Steve Savino is the new operations manager at WAZK (97.7)/WNCK (89.5) on Nantucket. Savino moves eastward from WQUN (1220 Hamden CT), where he’s been assistant GM and afternoon host for a dozen years.
*In NEW HAMPSHIRE, Saga is challenging Brian Dodge’s attempt to move translator W232AJ (94.3 Greenville) closer to Manchester. In a lengthy objection filed on Tuesday, Saga says Harvest Translators (the Dodge front to which W232AJ is licensed) repeatedly ran afoul of FCC rules when it filed multiple applications that would have created interference with WJMN (94.5 Boston) and Saga’s own W231BR (94.1) in Manchester. Those applications included, most recently, an attempt to extend an FCC deadline by submitting a nurse’s note saying Harvest president Tammy Thayer had been ill; Saga says the FCC’s rules don’t allow for extensions based on run-of-the-mill illnesses.
The translator was headed for Manchester to relay Absolute Broadcasting’s WGAM (1250); will Absolute and other broadcasters that have dealt with Dodge and his front groups in the translator window end up getting grants at all?
*In MAINE, WHTP (104.7 Kennebunkport) has hired Samantha Sylvia as its new production director. Sylvia arrives at Hot 104.7 with big-market experience doing promotions at the former WRDW (Wired 96.5) in Philadelphia. Hot also has a new on-air lineup, as Krissy Williamson moves from afternoons to morning co-host, Mijo Irizarry goes from nights to afternoons and Michael Desveaux goes from overnights to Irizarry’s former night shift.
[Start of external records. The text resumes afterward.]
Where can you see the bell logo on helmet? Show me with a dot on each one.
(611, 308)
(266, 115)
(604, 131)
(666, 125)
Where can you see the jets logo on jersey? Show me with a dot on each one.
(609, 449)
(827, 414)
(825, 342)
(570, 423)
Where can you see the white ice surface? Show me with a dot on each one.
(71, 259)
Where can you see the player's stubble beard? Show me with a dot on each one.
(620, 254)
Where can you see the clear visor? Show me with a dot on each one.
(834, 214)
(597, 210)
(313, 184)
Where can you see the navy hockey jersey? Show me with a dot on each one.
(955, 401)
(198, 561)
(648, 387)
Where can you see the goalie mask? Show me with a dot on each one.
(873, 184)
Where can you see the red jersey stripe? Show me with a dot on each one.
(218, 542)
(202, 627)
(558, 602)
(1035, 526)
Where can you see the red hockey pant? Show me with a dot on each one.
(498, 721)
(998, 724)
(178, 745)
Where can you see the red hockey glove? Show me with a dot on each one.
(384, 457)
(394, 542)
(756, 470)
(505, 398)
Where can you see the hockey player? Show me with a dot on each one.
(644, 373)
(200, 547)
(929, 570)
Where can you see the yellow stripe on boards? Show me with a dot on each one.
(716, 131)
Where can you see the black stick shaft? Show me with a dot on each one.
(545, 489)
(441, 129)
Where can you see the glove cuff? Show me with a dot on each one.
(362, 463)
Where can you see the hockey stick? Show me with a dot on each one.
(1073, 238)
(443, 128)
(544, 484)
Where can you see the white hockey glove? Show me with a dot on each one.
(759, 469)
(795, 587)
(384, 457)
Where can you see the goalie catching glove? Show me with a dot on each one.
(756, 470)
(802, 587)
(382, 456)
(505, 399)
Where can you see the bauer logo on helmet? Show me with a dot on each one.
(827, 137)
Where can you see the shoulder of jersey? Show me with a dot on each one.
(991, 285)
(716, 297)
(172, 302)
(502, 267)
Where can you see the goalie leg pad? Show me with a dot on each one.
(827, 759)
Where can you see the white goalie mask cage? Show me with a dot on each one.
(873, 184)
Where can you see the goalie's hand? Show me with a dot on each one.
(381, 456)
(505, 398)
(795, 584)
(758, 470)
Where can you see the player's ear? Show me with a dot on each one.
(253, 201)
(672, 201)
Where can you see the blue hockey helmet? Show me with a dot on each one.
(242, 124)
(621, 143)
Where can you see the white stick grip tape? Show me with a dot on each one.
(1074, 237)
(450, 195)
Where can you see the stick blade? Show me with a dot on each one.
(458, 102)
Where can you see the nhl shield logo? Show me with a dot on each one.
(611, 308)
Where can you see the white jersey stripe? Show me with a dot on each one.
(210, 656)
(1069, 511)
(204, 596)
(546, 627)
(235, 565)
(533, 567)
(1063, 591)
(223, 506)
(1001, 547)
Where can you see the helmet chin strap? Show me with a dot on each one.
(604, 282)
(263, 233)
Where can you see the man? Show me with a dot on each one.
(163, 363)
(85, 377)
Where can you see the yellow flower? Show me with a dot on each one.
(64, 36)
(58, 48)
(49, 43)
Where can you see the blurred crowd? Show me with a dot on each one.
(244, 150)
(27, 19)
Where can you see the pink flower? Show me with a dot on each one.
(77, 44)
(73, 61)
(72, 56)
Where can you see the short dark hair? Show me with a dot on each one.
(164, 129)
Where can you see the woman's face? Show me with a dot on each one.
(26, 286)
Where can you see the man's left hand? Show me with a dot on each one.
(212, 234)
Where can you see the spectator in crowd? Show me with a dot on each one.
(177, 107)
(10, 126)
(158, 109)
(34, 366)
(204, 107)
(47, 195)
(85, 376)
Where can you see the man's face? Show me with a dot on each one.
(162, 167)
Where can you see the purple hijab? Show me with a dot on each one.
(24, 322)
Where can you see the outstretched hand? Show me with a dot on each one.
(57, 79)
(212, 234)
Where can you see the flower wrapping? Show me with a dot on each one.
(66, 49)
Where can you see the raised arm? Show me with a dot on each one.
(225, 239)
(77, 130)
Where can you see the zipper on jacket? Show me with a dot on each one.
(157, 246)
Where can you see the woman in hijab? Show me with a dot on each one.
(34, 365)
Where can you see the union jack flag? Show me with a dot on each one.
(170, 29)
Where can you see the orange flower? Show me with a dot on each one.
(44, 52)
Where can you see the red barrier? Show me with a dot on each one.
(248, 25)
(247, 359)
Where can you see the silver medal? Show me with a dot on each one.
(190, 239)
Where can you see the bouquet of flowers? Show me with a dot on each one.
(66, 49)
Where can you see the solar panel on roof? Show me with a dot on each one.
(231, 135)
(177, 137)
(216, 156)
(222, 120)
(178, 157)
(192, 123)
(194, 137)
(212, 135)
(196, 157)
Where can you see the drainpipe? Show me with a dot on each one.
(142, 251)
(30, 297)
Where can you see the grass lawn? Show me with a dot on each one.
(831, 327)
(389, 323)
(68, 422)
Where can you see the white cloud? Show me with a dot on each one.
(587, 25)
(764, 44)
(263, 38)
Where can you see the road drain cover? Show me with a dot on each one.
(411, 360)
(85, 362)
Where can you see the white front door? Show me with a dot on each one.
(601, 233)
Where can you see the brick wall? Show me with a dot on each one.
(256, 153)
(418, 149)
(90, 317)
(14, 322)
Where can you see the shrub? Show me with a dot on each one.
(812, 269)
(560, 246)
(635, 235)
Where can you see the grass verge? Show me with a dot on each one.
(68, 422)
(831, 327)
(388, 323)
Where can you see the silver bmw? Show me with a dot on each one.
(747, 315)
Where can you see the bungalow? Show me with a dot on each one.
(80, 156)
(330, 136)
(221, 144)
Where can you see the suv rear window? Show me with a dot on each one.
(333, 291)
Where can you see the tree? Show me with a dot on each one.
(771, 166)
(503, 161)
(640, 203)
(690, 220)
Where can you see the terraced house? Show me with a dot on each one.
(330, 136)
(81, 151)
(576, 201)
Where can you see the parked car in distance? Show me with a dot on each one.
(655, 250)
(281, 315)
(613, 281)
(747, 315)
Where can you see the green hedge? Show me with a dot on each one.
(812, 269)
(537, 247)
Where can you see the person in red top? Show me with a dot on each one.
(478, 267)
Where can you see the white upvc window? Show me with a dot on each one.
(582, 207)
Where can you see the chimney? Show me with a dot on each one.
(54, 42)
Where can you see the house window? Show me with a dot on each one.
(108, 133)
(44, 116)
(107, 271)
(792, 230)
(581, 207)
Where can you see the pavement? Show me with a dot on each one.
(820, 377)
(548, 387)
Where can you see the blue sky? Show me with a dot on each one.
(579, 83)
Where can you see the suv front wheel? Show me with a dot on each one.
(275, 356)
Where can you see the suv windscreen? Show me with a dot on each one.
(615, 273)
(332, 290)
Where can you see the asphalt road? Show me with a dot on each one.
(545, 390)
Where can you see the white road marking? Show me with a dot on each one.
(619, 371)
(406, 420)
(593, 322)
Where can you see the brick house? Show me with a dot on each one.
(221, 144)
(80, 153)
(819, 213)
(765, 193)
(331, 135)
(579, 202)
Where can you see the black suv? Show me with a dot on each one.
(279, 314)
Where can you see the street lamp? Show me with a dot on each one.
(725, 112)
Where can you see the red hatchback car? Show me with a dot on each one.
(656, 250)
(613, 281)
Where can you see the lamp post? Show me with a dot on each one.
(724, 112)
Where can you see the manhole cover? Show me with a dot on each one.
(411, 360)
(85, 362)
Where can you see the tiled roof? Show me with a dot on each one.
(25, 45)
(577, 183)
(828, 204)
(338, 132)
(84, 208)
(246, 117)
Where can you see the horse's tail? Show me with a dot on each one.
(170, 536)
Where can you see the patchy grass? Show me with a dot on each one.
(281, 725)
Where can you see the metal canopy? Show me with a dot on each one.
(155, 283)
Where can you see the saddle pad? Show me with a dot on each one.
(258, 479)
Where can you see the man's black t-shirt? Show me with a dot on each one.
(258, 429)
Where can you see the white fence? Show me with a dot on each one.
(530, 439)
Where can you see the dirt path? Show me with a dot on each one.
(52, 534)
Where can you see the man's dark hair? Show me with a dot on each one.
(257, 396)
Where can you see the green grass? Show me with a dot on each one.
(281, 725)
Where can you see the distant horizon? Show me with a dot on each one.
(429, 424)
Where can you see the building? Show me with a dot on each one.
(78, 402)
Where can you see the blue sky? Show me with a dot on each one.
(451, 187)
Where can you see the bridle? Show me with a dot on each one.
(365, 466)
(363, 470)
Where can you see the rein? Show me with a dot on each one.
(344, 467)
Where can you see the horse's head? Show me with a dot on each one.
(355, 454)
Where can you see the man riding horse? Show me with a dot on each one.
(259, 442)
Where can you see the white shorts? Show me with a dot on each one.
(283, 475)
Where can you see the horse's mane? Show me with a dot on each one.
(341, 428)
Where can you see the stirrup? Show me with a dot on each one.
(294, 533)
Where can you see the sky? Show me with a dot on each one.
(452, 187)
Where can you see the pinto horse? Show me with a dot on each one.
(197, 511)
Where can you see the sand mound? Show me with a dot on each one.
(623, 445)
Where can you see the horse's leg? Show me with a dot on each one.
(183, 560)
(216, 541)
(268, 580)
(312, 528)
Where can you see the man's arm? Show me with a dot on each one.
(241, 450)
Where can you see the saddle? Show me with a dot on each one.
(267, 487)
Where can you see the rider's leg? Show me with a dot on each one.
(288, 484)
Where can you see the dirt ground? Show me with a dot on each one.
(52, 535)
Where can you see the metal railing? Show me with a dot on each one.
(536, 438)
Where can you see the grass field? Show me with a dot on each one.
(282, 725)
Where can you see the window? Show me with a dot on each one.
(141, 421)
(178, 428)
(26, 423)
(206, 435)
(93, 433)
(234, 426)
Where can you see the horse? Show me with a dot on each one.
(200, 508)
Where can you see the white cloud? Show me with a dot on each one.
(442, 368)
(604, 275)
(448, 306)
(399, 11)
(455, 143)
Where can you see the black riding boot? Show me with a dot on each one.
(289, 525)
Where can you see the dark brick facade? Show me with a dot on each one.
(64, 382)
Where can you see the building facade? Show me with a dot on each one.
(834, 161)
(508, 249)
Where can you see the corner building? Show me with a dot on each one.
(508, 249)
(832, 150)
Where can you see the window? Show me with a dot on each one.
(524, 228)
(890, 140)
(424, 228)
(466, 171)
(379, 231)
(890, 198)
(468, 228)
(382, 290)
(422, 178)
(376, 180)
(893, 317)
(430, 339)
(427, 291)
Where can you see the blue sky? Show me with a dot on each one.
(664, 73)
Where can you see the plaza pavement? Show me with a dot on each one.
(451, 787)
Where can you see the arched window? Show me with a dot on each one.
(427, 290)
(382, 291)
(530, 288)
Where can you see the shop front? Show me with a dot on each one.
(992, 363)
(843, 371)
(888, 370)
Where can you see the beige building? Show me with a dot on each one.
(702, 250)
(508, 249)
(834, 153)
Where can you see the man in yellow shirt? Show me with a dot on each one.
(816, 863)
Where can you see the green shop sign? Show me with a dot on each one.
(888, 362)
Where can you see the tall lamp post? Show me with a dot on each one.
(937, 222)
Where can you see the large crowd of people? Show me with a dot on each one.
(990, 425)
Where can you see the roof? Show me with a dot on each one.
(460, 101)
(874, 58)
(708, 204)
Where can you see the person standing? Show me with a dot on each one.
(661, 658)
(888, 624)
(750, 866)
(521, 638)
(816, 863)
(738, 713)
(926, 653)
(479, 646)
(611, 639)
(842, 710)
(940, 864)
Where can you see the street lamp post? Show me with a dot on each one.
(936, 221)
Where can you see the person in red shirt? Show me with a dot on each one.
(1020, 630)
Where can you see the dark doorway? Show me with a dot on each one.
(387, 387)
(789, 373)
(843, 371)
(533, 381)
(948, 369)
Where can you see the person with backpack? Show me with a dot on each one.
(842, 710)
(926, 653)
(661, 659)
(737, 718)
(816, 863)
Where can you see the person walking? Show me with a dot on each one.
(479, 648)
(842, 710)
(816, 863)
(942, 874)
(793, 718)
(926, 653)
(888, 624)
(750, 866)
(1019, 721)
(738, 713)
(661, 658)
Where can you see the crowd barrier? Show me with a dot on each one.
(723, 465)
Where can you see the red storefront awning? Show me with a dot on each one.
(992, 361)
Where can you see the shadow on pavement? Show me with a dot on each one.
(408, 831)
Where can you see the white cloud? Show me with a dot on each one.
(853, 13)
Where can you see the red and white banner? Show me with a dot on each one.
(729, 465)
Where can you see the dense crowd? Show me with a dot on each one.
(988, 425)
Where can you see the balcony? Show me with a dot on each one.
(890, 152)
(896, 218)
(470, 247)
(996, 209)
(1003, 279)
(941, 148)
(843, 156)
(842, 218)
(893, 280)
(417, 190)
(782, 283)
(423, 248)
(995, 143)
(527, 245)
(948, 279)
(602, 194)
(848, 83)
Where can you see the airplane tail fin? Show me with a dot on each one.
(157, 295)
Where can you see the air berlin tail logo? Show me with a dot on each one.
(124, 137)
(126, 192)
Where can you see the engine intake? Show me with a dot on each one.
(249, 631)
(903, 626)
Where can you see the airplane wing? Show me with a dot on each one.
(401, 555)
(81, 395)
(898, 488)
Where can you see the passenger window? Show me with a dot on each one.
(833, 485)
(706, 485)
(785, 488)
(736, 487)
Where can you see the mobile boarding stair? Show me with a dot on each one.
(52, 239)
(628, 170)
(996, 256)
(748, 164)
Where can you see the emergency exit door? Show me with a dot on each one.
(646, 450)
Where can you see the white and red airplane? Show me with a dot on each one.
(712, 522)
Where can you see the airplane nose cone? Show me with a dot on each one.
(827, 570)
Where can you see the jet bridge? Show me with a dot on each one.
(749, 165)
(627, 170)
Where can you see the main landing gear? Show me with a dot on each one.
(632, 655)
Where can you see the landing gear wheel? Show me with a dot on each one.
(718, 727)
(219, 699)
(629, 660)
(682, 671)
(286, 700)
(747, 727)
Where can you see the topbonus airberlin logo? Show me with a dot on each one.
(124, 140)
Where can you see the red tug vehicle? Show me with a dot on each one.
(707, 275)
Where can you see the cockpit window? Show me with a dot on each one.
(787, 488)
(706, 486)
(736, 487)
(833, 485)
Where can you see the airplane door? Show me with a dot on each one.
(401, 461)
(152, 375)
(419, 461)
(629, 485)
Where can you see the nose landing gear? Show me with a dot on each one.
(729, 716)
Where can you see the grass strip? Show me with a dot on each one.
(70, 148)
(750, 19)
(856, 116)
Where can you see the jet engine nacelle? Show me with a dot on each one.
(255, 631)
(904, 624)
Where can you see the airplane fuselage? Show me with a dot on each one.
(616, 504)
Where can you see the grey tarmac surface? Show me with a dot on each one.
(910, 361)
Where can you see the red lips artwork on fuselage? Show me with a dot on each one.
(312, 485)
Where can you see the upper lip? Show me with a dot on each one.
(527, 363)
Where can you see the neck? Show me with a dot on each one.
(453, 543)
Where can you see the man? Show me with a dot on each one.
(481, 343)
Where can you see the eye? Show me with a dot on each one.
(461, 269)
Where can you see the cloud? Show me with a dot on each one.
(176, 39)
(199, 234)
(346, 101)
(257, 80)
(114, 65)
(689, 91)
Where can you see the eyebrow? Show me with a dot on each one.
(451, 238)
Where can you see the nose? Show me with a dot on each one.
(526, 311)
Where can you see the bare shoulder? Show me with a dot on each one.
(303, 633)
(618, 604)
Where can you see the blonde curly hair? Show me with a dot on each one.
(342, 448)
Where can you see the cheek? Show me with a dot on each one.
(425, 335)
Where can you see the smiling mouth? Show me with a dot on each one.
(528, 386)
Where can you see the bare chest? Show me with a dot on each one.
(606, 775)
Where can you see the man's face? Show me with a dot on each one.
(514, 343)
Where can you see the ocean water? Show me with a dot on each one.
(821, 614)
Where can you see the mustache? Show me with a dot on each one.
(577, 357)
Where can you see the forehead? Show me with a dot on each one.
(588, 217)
*There’s a new “Bigfoot” in central PENNSYLVANIA: as of last Monday, Seven Mountains has flipped “Big Country” (WYGL 98.3 Elizabethville/WWBE 100.5 Elizabethville) to a second “Bigfoot Country” simulcast, joining its existing WIBF (92.5 Mexico)/WDBF (106.3 Mount Union). The new “Bigfoot” adds two more signals to 98.3 (now WQBG) and 100.5 (now WRBG) – it’s also simulcasting on the big signal that was WFYY (106.5 Bloomsburg) and is now WCFT.
Seven Mountains, run by the wife and daughter of Forever’s Kerby Confer, is picking up on Forever’s use of cutesy air names (as, for instance, at its “Froggy” stations); former WWBE/WYGL afternoon jock Kyle Alexander is now in mornings as “Kyle Hunter,” alongside “Shelly Woods,” ex-Shelly Marx. It’s now “Beti the Yeti” (really?) in middays, followed by ex-middayer Todd Stewart (now “Harry Mann” ) in afternoons and “Mikey Mannimal” at night.
*In Philadelphia, WZMP (96.5 AMP) morning jock Bex is getting company: a week from today, she’ll be joined by Jason Cage, who’s headed east from nights at CBS Radio’s WBBM-FM (B96) in Chicago to join the new “Cage & Bex in the Morning.”
Over in Pittsburgh, CBS Radio has a new lineup at country WDSY (107.9). Musician and snowboarder Andy Davis is new to radio – and to mornings at Y108, joining midday jock Ally for the new “Ally & Andy” show, which replaces longtime WDSY staffers Monty Montgomery and Jimmy Roach. Weekender Maria D’Antonio takes over from Ally in middays.
*Where are they now? Former NEW JERSEY 101.5 (WKXW Trenton) talker Mary Walter has signed on with iHeart to do the 6-8 PM weeknight talk shift at WHAS (840) in Louisville, Kentucky.